Celebrating the King James Bible in this 400th anniversary year offers an opportunity to reflect on the central place of translation in Christianity. The first Christians read their Scriptures not in the original Hebrew, but in a Greek translation. Except for a few Aramaic words, such as Abba and the cry on the cross, Eli, Eli, lama sabbactani, we have Jesus’ words only in Greek translation. All the uproar about which translation of the Lord’s Prayer we use is curious, because we don’t have the original. In fact, we have two different translations of Jesus’ prayer, Matthew 6: 9-13 and Luke 11:2-4. In Aramaic there is a single word that can mean either debt or wrong-doing, but there is no such word in Greek. Matthew chose the Greek word for debt, while Luke went with wrong-doing. So even our liturgical fumbling over debtors and trespassers is a reminder that translation is at the heart of Christianity. Perhaps that is a theological truth. John’s Gospel, after all, describes the Incarnation as a translation of the divine Word into the discourse of human flesh.

The KJV has become such a hallowed book that it is sometimes easy to forget that it is not strictly speaking the Bible, but a translation of the Bible into the language of sixteenth century England. One way to honor its 400th anniversary is to reflect on the rich brew of religion and politics that produced it. The story must begin some hundred years before the KJV, when in 1525 Oxford scholar and churchman William Tyndale, believing that Christians should be nourished by the word of God, published the New Testament in his own English translation. It was a bombshell.

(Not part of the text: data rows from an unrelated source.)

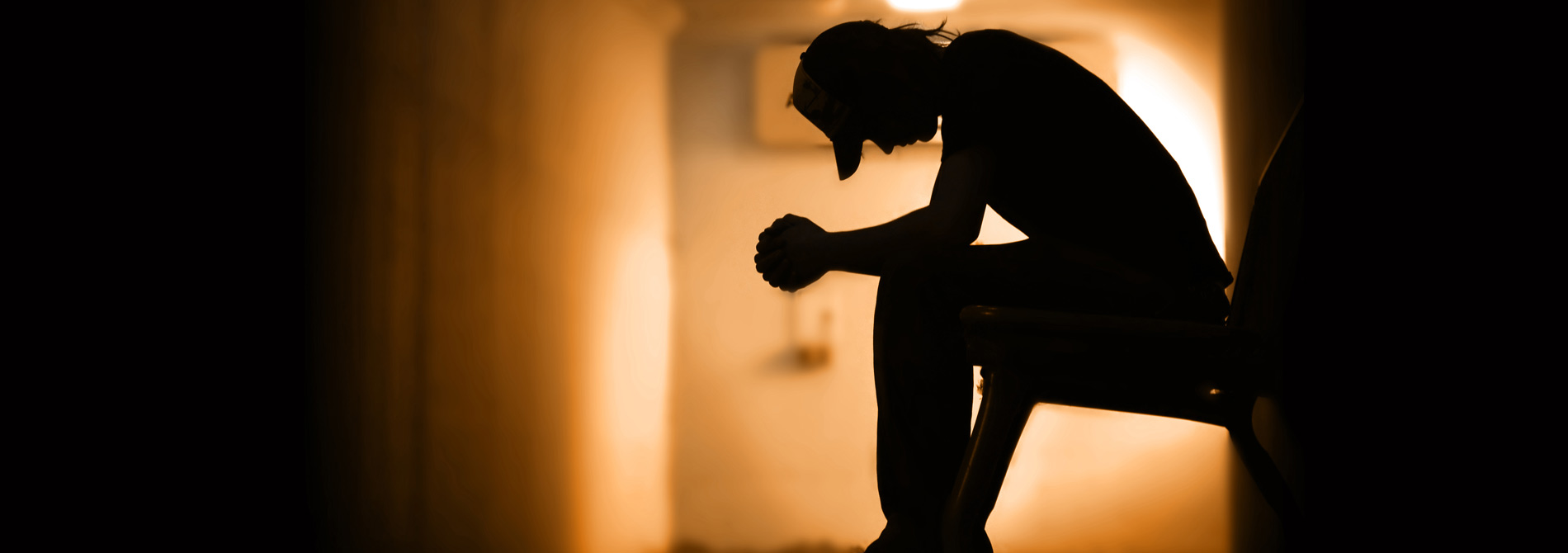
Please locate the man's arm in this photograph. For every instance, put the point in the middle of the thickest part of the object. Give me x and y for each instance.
(794, 253)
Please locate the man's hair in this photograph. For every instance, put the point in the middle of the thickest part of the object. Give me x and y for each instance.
(847, 57)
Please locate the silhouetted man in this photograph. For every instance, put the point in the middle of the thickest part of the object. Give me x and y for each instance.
(1112, 226)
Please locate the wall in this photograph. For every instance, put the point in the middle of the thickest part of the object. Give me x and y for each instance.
(491, 228)
(772, 453)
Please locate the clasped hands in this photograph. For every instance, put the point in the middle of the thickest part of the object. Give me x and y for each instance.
(787, 253)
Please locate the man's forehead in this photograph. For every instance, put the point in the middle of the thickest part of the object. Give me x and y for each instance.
(819, 107)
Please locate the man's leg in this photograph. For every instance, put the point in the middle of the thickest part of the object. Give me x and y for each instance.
(923, 380)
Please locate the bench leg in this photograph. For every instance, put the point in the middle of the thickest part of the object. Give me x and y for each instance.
(1266, 475)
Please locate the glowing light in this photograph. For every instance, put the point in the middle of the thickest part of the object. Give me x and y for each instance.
(1183, 116)
(924, 5)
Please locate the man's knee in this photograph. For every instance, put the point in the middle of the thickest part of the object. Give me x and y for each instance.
(921, 263)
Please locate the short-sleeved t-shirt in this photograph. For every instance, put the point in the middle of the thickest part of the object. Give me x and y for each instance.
(1071, 158)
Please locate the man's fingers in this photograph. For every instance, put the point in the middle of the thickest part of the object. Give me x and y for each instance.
(778, 275)
(767, 262)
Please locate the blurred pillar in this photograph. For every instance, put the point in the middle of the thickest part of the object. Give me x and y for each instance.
(1264, 71)
(486, 168)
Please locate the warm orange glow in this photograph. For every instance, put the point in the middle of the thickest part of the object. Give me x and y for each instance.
(1183, 115)
(924, 5)
(1089, 480)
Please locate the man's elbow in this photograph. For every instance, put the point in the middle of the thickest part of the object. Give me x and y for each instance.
(956, 234)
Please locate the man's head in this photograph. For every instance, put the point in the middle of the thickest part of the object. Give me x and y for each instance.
(862, 82)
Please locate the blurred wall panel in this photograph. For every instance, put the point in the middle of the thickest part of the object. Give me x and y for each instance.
(1264, 83)
(491, 226)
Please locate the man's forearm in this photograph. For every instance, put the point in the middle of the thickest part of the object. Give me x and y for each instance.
(866, 251)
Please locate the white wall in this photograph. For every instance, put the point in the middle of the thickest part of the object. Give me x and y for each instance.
(768, 453)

Translating the Bible had been outlawed in England since 1409. (Tyndale was so committed to his work that he had moved to Germany to do it.) Further, by translating from a Greek New Testament that had just been printed in Europe, rather than the traditional Latin of St. Jerome, Tyndale challenged church authority. The Bishop of London called Tyndale’s New Testament in English “erroneous and naughty.” Henry VIII called it “pestiferous” and ordered all copies seized and burned. Tyndale responded that, “If God spare my life, ere many years I will cause a boy that driveth the plough to know more of Scripture than thou dost!” He was burned at the stake ten years later, praying as he died, “O Lord, open the King of England’s eyes!” His prayer was answered a few short years after he was martyred. At the urging of Archbishop Thomas Cranmer, King Henry VIII allowed the completion of Tyndale’s Bible by his assistant Miles Coverdale, and within three years of Tyndale’s death, a Bible in English was published with the King’s license.

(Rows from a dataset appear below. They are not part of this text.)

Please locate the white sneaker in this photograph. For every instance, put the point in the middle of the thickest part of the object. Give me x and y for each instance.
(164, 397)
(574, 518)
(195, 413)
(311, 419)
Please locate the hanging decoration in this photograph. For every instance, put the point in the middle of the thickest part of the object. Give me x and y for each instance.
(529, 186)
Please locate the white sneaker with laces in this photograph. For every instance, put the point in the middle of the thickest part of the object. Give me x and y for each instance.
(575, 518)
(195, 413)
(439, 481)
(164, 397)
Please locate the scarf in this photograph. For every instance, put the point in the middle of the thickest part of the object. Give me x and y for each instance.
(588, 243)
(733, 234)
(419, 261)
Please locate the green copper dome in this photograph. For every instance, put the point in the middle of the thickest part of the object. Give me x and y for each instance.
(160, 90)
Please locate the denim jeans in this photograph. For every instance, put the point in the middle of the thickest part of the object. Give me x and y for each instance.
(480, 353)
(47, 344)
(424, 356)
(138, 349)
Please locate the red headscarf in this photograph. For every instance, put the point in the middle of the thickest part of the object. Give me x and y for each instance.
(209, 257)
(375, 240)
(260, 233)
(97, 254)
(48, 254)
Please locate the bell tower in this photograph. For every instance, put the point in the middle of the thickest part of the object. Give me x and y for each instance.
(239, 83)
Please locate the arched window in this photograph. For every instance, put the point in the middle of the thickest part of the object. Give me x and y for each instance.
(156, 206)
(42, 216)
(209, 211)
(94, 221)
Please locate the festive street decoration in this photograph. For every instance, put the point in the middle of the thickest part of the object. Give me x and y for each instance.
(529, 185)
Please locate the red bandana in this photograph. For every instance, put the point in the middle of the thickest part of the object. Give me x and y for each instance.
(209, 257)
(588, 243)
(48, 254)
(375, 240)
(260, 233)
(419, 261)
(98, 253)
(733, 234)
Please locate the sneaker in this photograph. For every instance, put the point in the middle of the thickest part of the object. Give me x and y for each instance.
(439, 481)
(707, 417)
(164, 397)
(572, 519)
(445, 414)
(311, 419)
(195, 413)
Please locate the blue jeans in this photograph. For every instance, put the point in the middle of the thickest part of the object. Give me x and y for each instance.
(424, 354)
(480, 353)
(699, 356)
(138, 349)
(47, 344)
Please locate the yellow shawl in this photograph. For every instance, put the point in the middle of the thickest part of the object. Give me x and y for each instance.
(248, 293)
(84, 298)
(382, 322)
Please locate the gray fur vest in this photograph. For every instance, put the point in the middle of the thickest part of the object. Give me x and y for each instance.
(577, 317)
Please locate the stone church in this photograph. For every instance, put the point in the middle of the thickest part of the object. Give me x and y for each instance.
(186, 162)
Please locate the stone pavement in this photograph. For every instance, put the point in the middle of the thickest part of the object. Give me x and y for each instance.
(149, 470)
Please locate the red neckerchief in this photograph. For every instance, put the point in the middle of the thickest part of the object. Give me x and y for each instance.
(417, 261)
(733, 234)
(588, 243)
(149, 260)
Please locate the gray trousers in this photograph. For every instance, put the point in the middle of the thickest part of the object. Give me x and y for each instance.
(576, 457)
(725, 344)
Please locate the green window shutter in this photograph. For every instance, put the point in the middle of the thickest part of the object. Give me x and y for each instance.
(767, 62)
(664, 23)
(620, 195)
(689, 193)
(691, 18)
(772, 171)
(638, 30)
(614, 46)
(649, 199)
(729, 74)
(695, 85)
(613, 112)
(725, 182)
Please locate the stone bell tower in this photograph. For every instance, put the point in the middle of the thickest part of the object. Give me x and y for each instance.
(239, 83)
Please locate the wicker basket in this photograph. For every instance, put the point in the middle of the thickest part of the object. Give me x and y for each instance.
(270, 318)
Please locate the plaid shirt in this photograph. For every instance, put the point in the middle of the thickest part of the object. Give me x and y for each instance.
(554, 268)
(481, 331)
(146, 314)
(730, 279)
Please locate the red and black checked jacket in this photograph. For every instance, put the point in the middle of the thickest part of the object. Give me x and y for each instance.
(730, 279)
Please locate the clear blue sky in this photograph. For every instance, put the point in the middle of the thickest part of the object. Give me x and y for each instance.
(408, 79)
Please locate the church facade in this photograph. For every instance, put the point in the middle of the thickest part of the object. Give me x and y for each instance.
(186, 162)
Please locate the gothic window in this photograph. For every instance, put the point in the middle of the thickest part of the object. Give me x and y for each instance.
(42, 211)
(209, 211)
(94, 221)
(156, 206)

Tyndale’s Bible, completed by Coverdale, was in a way the first draft of the KJV. James I directed his six committees (Companies) of translators not to produce a new translation, but to revise the 1568 Bishops’ Bible, based on Tyndale, which was then on the lectern in every parish church. The lively yet elevated style of the KJV is basically Tyndale’s. It was born of his preference for the straightforward Anglo-Saxon vocabulary of the common people and his almost literal translation of biblical Hebrew’s simple syntax and strong cadences. Examples are: earth thou art, and to earth thou shalt return; the voice is Jacob’s voice, but the hands are the hands of Esau; the Lord make his face shine upon thee and be merciful to thee. From his 1525 New Testament a few examples are: the way, the truth and the life; the last shall be first; in sheep’s clothing; eat, drink and be merry; death, where is thy sting; the powers that be; the spirit indeed is willing, but the flesh is weak; go, and do thou likewise; and the word was made flesh and dwelt among us. As David Daniell wrote in his magisterial study The Bible in English (Yale, 2003), “He translated into a register just above common speech, allied in its clarity to proverbs. It is a language which still speaks directly to the heart.”

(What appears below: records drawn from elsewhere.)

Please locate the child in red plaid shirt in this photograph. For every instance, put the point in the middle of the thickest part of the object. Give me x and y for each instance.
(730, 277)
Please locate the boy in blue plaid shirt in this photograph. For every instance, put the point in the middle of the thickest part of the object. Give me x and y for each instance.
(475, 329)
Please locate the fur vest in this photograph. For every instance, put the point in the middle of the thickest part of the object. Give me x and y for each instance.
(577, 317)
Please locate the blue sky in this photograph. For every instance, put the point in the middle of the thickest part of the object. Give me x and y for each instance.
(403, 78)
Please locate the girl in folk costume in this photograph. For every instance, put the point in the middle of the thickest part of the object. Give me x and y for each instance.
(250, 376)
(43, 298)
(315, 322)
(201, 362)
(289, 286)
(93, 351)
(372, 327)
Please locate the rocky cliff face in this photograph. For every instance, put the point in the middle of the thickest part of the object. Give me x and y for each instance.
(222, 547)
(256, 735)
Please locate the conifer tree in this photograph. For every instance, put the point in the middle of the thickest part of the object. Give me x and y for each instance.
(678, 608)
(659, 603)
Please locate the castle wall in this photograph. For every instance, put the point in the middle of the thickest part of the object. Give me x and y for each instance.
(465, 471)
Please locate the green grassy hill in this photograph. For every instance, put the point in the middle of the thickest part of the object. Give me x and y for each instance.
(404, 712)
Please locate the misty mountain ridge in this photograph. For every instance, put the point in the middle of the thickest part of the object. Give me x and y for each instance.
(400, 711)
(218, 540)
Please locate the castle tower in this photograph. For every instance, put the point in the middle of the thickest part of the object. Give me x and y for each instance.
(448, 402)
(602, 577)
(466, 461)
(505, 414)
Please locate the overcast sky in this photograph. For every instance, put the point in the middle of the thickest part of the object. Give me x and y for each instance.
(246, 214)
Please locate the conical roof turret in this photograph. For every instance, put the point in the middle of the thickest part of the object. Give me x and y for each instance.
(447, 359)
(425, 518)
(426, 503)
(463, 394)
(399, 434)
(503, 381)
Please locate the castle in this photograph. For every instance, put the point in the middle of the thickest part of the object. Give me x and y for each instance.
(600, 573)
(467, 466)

The KJV was published when English was only a few hundred years old, and was evolving rapidly. Some of its uses, like thee and thou, were already on the way out in English speech. Yet this book has shaped our language and inspired new literary masterpieces for four centuries. Like the Book of Common Prayer (1549), the KJV still evokes an intimate conversation with God. As Christians celebrate this “monument of English prose” and its indelible effects on Western culture, Anglicans might do well to model their via media. That would mean cherishing the KJV as a permanent treasure while also understanding it to be a translation of the Bible. If Tyndale were alive today, he would surely be working on a new one.

Dr. Mary Chilton Callaway is associate professor of biblical studies at Fordham University in New York. Dr. Callaway was a co-leader of The Story of the King James Version Bible, a Discovery class series held at Trinity Wall Street in Spring 2011.